Although Purdue Pharma has
secured support from 23 states and thousands of local governments for
a multibillion-dollar deal that could enable the drugmaker to resolve
much of the opioid litigation it faces through a planned bankruptcy
restructuring, 25 states and the District of Columbia oppose the
deal, in part because they believe it will not yield as much as
projected, and because some feel the Sackler family is not
contributing enough of its personal wealth to the total.
The New York AG's office,
which is among the plaintiffs opposing the deal, also alleged that
Mortimer Sackler hid his ownership of an Upper Eastside townhouse in
Manhattan through a shell corporation and that he failed to disclose
its existence in the litigation.
If the Sacklers, with
their ill-gotten billions, continue to lowball victims, hide their
assets, and skirt responsible settlements, they should be forced to
give until they bleed. More power to New York in their drive to get a
much larger settlement.
And, not just settlements
from Purdue and the Sacklers – it's time for the government to own
up to its part in the carnage and pay back. Purdue must think so. The
company says the Physicians for Responsible Opioid Prescribing tried
to get the FDA to regulate Oxycontin in 2012 but failed. Purdue
claims it “was” and “is” simply following FDA guidelines in
how it markets the deadly opioid.
“The FDA rejected these
proposed restrictions,” claims Purdue.
Still, the FDA – in all
its so-called “wisdom” and actions like approving new and more
potent opioids – says that making painkillers less likely to be
abused is a “public health priority.” Have things changed?

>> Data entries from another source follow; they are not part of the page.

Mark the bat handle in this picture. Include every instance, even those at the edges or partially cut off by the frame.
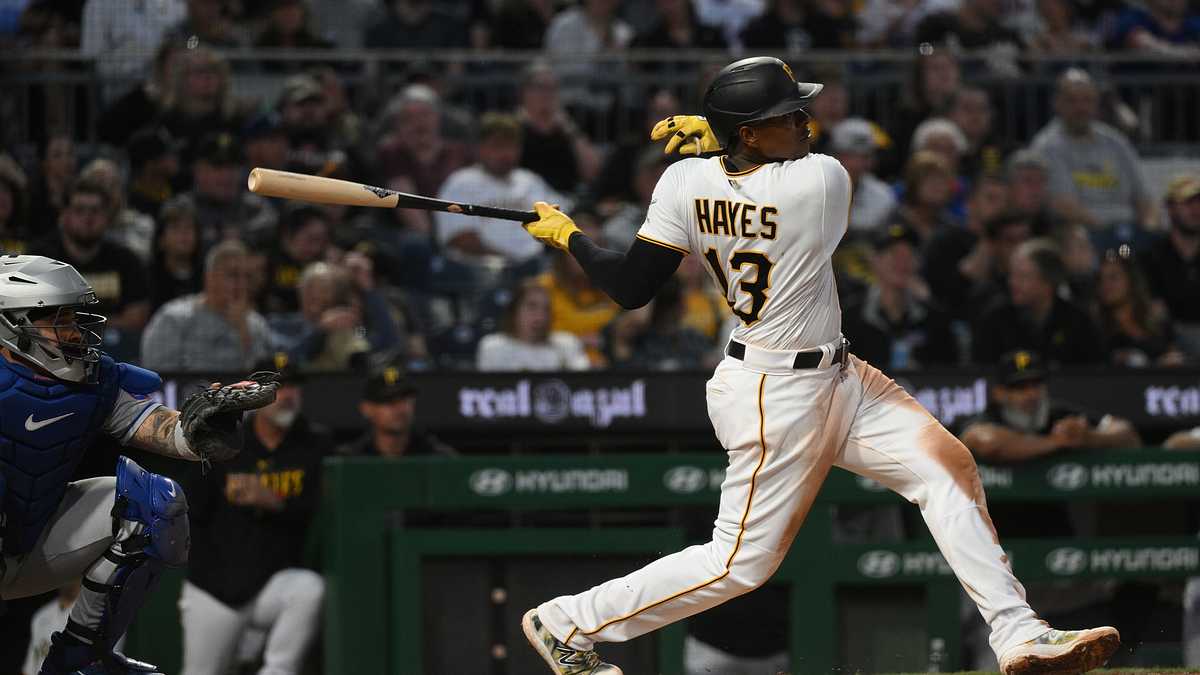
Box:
[457,204,539,223]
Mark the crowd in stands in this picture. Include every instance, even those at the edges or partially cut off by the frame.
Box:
[0,0,1200,379]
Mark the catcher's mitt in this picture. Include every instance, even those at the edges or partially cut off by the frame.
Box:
[179,371,280,466]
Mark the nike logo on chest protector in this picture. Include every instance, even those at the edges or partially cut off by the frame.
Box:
[25,412,74,431]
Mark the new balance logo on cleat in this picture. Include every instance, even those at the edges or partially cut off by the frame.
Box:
[1000,626,1121,675]
[521,609,622,675]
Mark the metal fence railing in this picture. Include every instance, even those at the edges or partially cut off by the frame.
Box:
[0,49,1200,154]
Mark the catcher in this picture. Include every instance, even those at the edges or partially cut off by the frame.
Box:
[0,256,277,675]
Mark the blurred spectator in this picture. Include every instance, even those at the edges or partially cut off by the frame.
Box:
[437,113,570,267]
[742,0,857,54]
[362,0,470,49]
[545,0,634,63]
[589,89,683,206]
[632,0,726,49]
[126,126,183,217]
[241,112,292,169]
[150,196,202,312]
[172,0,246,49]
[1031,68,1156,242]
[604,145,671,251]
[29,133,76,231]
[79,0,186,98]
[1110,0,1200,58]
[946,86,1007,180]
[140,241,270,372]
[337,365,457,458]
[959,351,1141,461]
[1096,246,1183,368]
[0,153,32,253]
[265,202,332,313]
[895,150,956,241]
[476,279,590,371]
[808,70,850,154]
[608,277,722,370]
[20,579,80,675]
[377,84,470,213]
[277,73,348,175]
[179,356,334,675]
[1020,0,1098,55]
[274,263,376,372]
[881,47,960,169]
[908,118,968,177]
[517,61,600,195]
[190,132,278,249]
[79,159,154,265]
[538,211,624,366]
[254,0,335,55]
[917,0,1021,50]
[160,47,242,167]
[30,172,150,330]
[842,225,959,372]
[96,40,184,148]
[1141,174,1200,358]
[1004,149,1055,237]
[971,240,1104,364]
[829,118,896,233]
[491,0,557,49]
[692,0,767,52]
[305,66,362,148]
[858,0,945,49]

Dr. Sidney Wolfe, a former
member of the FDA’s drug safety committee and a founder of the
Public Citizen Health Research Group, said the FDA had been given
every opportunity to act but “can no longer be trusted” because
it is heavily swayed by the drug industry which provides the bulk of
the funding for the FDA’s drug approval division. And he believes
the agency’s “dangerously deficient oversight” is continuing to
fuel the opioid epidemic.
Without a doubt, it is
clear that the greedy pharmaceutical industry has been built off the
backs of helpless, “legalized” addict-patients. There is plenty
of righteous blame pointed directly at agencies and industries that
scratch each other's evil itch for maximum profits.